In the fog of sleepiness, it’s easy to think we are still, unmoving; that the stars and planets revolve around us. But that fiery slash of sun in the dark is proof upon waking that we are all a-tumble in the sky; ancient inertia from the birth of the cosmos still giving us a shove.
Tomorrow sun and earth will move into the vernal equinox. This marks the beginning and end, light and dark, sleeping and waking. It is the harbinger of spring whispering to roots and dormant seeds, to birds and bees.
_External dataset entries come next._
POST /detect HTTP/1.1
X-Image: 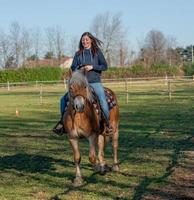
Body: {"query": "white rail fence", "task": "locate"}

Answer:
[0,76,194,104]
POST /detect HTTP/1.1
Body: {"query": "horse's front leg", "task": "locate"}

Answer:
[69,139,83,187]
[88,134,97,167]
[98,135,106,175]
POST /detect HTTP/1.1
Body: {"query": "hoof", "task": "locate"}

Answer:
[73,177,84,187]
[94,164,100,172]
[100,166,106,176]
[112,164,119,172]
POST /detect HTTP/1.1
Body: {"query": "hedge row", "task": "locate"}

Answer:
[0,67,62,83]
[0,65,184,83]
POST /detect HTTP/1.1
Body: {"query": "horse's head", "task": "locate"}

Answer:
[68,70,92,112]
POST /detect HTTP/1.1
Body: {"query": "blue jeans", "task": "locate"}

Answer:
[60,83,109,121]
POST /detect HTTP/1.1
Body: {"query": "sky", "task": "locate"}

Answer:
[0,0,194,48]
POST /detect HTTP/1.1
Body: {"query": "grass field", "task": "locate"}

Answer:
[0,80,194,200]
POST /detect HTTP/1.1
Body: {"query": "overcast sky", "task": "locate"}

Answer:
[0,0,194,50]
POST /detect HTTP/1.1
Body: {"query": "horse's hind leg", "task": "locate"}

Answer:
[69,139,83,187]
[88,135,97,167]
[112,127,119,171]
[98,135,106,175]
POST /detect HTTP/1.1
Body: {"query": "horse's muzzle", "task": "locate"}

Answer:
[73,96,84,112]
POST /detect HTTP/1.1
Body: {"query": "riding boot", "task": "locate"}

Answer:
[53,115,65,136]
[105,119,113,135]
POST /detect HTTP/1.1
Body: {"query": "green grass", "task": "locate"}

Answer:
[0,80,194,200]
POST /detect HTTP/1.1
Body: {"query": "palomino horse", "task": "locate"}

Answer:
[63,70,119,186]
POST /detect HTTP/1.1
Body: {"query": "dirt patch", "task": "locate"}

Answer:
[143,151,194,200]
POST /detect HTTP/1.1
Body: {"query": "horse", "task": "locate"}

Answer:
[63,70,119,187]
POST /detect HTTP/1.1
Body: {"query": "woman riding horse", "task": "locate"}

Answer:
[63,70,119,186]
[53,32,112,135]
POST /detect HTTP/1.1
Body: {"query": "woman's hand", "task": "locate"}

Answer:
[84,65,93,72]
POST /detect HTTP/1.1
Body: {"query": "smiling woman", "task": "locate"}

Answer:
[53,32,112,135]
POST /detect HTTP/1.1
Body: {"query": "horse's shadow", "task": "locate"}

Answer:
[0,153,74,176]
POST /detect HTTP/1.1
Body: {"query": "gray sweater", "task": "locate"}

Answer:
[71,49,108,83]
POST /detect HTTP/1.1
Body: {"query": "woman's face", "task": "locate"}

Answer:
[81,35,92,48]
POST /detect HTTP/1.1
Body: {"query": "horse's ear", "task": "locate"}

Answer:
[68,68,73,78]
[80,67,86,76]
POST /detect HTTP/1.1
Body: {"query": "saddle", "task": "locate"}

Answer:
[53,87,117,135]
[65,87,117,113]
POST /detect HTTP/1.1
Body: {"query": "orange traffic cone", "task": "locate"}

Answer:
[15,108,20,117]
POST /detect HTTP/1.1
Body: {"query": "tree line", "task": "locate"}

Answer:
[0,12,193,68]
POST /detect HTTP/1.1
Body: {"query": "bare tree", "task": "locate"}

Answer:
[10,22,21,67]
[69,36,79,56]
[54,26,65,63]
[166,36,181,66]
[46,26,65,63]
[21,29,32,64]
[141,30,167,65]
[45,27,55,55]
[0,31,12,68]
[91,12,125,65]
[31,27,42,65]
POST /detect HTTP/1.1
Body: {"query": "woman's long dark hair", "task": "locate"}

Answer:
[78,32,103,56]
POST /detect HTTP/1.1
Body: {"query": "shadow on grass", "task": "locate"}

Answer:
[0,153,74,173]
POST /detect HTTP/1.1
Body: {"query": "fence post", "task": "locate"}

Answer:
[125,79,129,103]
[168,80,172,101]
[40,84,42,104]
[7,81,10,91]
[63,78,67,91]
[36,81,38,88]
[165,74,168,85]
But as I write this today, the dusting of last night’s snow has crusted over to ice. Wind whips the trees about as birds struggle to gain purchase at the feeders. The big birds showed up: grackles and crows, bluejays and woodpeckers; even a few red-winged blackbird couples.
In the garden, signs of waking appear. Seedlings wink like green eyes from the soil. Buds begin to form, their Fibonacci sequence a secret for now.
Soon the garden will be alive with color.
Miracles in the sky, miracles in the soil.